越後平野についての大学の公開講座を聴講している。今や本県屈指の穀倉地帯の平野だが土地が低いため水はけが悪く、1950年代まで湿田と大小の潟が点在する土地だった。腰や胸まで泥水につかっての農作業を、史料館などの写真で見た人も多いだろう

▼講座では、水と戦いながらの農業の大変さとともに水と共生する豊かさについて、語られた。15年以上前、新潟市西蒲区の鎧潟(よろいがた)干拓を取材したことを思い出した。越後平野の数多くあった潟の中でも鎧潟は広大で、江戸時代には1500ヘクタールもあったという

▼取材では、鎧潟があった頃を知る80歳代の夫妻に話を聞いた。

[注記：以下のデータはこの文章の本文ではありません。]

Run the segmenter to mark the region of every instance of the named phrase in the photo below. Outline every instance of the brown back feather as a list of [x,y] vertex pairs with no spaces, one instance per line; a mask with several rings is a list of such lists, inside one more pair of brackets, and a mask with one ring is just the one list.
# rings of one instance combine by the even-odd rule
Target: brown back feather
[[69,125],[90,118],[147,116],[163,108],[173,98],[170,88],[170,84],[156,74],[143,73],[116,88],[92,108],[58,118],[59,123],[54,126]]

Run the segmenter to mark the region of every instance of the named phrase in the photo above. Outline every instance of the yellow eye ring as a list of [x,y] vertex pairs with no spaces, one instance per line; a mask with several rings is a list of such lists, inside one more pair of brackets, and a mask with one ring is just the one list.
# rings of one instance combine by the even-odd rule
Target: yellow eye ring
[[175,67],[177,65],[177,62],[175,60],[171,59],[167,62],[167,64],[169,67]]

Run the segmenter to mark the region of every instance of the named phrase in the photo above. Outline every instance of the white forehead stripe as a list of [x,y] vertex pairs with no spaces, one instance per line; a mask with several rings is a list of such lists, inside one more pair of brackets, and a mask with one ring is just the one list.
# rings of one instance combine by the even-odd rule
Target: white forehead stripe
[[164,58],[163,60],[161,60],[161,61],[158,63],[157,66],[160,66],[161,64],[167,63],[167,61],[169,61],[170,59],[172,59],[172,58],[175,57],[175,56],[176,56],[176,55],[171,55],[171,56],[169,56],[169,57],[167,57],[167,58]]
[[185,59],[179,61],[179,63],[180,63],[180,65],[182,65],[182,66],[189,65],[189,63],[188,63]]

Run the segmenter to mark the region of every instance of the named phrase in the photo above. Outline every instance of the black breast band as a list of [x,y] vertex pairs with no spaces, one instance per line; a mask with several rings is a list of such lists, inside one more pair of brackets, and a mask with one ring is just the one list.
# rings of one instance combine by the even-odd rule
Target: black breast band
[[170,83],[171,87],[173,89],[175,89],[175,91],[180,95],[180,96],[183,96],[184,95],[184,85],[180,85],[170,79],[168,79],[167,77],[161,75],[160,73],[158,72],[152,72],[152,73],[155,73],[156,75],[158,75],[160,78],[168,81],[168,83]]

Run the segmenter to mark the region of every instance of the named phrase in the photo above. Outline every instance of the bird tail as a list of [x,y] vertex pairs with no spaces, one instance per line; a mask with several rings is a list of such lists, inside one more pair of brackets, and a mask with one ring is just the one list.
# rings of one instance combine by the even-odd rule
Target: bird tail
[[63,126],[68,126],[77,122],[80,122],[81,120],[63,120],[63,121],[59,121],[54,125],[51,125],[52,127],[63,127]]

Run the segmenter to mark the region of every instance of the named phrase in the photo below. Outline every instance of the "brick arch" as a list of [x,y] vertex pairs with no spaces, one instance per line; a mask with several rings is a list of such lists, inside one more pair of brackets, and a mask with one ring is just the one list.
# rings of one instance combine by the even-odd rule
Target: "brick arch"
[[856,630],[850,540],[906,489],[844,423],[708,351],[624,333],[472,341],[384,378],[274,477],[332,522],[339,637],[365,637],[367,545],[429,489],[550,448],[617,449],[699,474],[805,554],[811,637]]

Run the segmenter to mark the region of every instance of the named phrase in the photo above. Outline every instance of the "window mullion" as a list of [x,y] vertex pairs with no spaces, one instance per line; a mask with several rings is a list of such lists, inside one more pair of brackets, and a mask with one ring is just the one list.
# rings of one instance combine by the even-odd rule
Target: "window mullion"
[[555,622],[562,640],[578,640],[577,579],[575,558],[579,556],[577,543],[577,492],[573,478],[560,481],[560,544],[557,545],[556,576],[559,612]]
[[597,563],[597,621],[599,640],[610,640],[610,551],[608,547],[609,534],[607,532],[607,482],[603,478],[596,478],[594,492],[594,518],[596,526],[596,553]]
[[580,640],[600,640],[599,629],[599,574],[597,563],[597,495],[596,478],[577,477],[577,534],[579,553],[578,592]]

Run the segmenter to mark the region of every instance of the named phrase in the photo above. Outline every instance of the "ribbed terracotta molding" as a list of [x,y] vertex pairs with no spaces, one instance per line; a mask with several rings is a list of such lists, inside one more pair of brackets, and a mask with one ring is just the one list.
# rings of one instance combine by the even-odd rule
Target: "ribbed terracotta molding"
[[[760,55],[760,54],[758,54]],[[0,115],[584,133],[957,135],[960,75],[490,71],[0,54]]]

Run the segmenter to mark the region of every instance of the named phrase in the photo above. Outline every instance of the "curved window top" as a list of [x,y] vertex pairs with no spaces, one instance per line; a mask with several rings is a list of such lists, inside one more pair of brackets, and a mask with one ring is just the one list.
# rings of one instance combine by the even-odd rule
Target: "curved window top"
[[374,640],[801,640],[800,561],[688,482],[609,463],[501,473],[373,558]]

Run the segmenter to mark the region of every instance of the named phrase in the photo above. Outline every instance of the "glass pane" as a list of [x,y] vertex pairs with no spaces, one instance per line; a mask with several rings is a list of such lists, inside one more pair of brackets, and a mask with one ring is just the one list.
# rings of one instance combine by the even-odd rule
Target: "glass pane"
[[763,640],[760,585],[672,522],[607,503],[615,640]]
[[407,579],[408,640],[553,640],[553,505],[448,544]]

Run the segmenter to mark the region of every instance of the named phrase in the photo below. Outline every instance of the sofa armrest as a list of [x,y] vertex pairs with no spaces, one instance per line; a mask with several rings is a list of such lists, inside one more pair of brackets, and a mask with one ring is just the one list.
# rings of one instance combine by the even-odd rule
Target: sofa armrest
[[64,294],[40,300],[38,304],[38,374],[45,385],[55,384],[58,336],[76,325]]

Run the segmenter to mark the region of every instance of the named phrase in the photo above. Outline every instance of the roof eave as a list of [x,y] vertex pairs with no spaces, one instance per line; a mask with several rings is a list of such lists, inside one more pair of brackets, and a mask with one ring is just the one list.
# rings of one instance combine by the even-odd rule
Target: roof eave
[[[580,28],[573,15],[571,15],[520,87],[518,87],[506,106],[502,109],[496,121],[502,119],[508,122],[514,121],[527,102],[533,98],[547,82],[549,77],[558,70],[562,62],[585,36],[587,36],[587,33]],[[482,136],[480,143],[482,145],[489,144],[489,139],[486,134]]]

水との苦闘が切々と語られるだろうとの予想はやや外れ、工夫を凝らした漁や小舟に乗ってのヒシの実採り、水面(みなも)に映った“逆さ角田山”の美しさなど、懐かしそうに話してくれたのが印象に残る

▼そんな夫妻も湿田でのコメ作りには「休む間もなく働いたが暮らしは厳しかった。干拓は悲願だった」と語った。鎧潟干拓は58年、国営直轄事業として着工。10年ほどで広大な水田地帯が生まれた

▼戦後の食糧増産の掛け声の下での大事業だった。しかし完工した直後、国は開田抑制に転換。減反による生産調整へ移行していく

▼そして今、連日コメのニュースが注目される。増産に向け政策転換も議論されている。潟の記憶を宿した越後平野は、青々とした水田が草原のように美しい季節を迎える。国策につれ変化してきた郷里が、ずっと豊かであってほしいと願う。